# PL 521 really strange Ignition Coil Problem



## SirSedrith (Mar 24, 2011)

Hey dudes. 

Quick question, if you please. ive called mechanics, friends, dads, friends dads, uncles, neibhors, etc. Im at a total loss. OK, 

There is no spark at the spark plug when i pull the plug, ground it to the valve cover and turn over the engine. when i pull the spark plug away from the cover, I believe i Max out the Coil, forcing it to work harder, and then i get a spark from the plug to cover. Replacing the plug, i can do the same thing at the distributor, pull the coil wire from the cap, create a gap, and the engine runs pretty well. the timing may be off a bit, carb not totally dialed in etc, but itll run rather well. 

the points are adjusted. 
the spark wires are new,
the plugs are relatively new,
cap and rotor are new, 
points are new.
The Coil is NEW as well, which is what people are telling me was the problem, but now there is a new coil. 

so............. There we are. I need to get back to work and that truck is my ticket. 

Any Ideas?

Peace.

:lame:


----------



## jdg (Aug 27, 2009)

Points may be adjusted, but not correctly. Just setting a "gap" isn't good enough, you have to set the correct dwell time using a dwell meter. If that's not the problem, then check the condenser, which is usually in the same area as the points, or quite often, part of the points assembly.


----------



## SirSedrith (Mar 24, 2011)

the points were gaped correctly, they are there to break the circuit on the ground wire of the coil, to let the coil pulse to each of the spark wires, right? even when they were way to open, a while ago, the truck ran ok. then i got out a feeler guage, set it to the center measurement ( between 41 to 51 mm or whatever) and squeezed the points onto the guage. then i tightened them. and then felt the gap and it felt right. it was running at that point. 

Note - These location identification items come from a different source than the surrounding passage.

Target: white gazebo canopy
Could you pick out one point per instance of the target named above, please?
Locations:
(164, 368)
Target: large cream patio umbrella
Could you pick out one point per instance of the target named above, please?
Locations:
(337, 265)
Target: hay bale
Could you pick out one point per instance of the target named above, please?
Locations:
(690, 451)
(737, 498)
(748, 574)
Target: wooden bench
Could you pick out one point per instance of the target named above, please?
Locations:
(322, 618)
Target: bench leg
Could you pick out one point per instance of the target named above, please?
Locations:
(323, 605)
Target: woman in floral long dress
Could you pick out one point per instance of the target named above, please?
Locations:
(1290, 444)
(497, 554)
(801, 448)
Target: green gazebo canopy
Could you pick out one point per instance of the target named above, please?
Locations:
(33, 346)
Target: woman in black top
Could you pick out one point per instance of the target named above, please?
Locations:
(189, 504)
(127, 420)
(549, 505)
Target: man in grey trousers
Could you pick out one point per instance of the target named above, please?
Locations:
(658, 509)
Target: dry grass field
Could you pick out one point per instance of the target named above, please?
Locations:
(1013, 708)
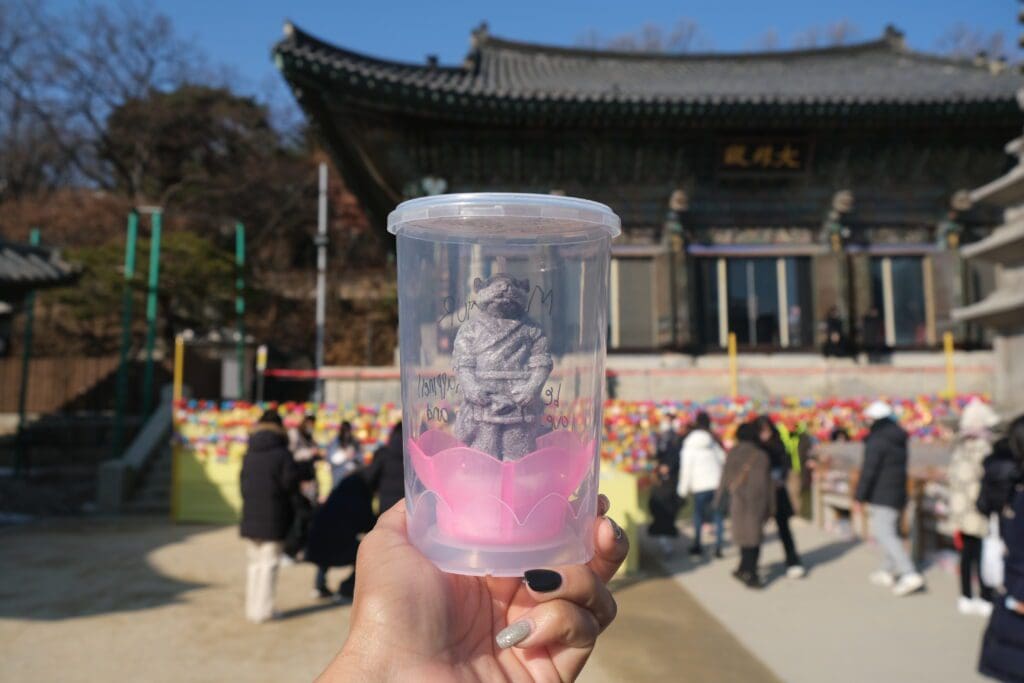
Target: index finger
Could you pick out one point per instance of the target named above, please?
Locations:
(610, 548)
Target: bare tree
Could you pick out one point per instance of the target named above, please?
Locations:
(837, 33)
(685, 36)
(962, 40)
(64, 75)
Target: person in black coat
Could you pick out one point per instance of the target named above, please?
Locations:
(386, 474)
(665, 502)
(883, 487)
(778, 460)
(336, 527)
(1003, 646)
(269, 479)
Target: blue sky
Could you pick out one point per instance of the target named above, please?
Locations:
(240, 33)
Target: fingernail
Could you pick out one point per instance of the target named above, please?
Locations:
(615, 528)
(513, 634)
(543, 581)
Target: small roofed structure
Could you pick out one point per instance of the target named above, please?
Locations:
(26, 267)
(1004, 308)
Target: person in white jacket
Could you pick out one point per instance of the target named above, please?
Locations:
(699, 473)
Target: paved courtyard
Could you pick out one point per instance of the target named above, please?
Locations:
(142, 599)
(137, 599)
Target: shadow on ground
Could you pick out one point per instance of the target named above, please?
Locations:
(66, 568)
(811, 559)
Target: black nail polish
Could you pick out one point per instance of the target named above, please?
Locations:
(543, 581)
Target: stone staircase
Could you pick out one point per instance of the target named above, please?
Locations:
(153, 493)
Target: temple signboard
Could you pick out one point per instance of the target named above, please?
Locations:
(763, 156)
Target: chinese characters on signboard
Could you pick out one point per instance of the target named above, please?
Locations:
(760, 156)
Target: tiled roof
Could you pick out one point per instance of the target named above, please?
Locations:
(25, 267)
(834, 80)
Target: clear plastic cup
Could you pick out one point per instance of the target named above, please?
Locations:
(503, 304)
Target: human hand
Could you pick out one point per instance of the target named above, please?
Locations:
(412, 622)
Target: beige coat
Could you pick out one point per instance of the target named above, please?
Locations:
(748, 484)
(965, 484)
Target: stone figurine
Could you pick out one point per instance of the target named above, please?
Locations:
(502, 359)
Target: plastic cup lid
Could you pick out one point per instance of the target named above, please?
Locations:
(507, 214)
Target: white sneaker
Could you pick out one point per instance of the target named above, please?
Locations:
(907, 584)
(883, 579)
(981, 607)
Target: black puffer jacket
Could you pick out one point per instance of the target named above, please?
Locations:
(269, 478)
(386, 474)
(1003, 647)
(883, 478)
(1001, 474)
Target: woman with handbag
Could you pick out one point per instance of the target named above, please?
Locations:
(748, 484)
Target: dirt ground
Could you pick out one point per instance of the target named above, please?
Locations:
(141, 599)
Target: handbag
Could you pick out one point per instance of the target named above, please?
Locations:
(993, 552)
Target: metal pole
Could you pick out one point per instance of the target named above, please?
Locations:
(179, 366)
(947, 347)
(126, 315)
(23, 391)
(260, 372)
(240, 304)
(151, 313)
(321, 279)
(733, 371)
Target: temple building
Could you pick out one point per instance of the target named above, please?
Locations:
(761, 194)
(1003, 309)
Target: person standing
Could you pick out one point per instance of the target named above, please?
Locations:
(748, 485)
(386, 474)
(343, 454)
(966, 471)
(778, 461)
(334, 535)
(1003, 645)
(883, 488)
(335, 524)
(305, 452)
(835, 335)
(269, 479)
(665, 502)
(699, 473)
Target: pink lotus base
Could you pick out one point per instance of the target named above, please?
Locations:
(481, 500)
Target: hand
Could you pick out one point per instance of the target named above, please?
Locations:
(412, 622)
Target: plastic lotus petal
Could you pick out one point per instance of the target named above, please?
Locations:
(482, 500)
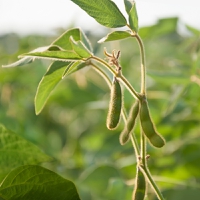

i thought the dwell was something you adjusted after the engine idles regularly. please correct me if i am wrong.

as for the condencer, that sounds possible. there are three, one on each ground wire that comes from the points to the coil. another attaches onto the positive tab of the ignition coil. its something i havent checked yet, do you have an idea on how to check that? im pretty sure thats not discussed either, but ill look.

thanks for the response dude,
ill try what ya said and let me know what ya think about the dwell. if i cant get it to idle i dont know how.


----------



## jdg (Aug 27, 2009)

I know what points do and how they work and why they work the way they work and various failure modes involved with points.
Setting points with a feeler gauge only gets you "in the ballpark". On some engines, this method might be good enough 99.99% of the time. Yours might be one of those types.
You can have X amount of breaker point opening and have dwell times that are out in the weeds, in either direction, depending on the types of points and the way they're set up.


----------



## SirSedrith (Mar 24, 2011)

thanks for writing back!
sorry there, i was really talking to myself and letting you listen to see if I understood it, not the other way around, i wasnt trying to tell YOU what they do, i have no doubt you know! : ) 

i also didnt know there were different kinds of points, for one vehicle, though it dosnt surprise me too much. uhhh.... i guess i have the type of points that go with the truck. i dont know how else to describe them. 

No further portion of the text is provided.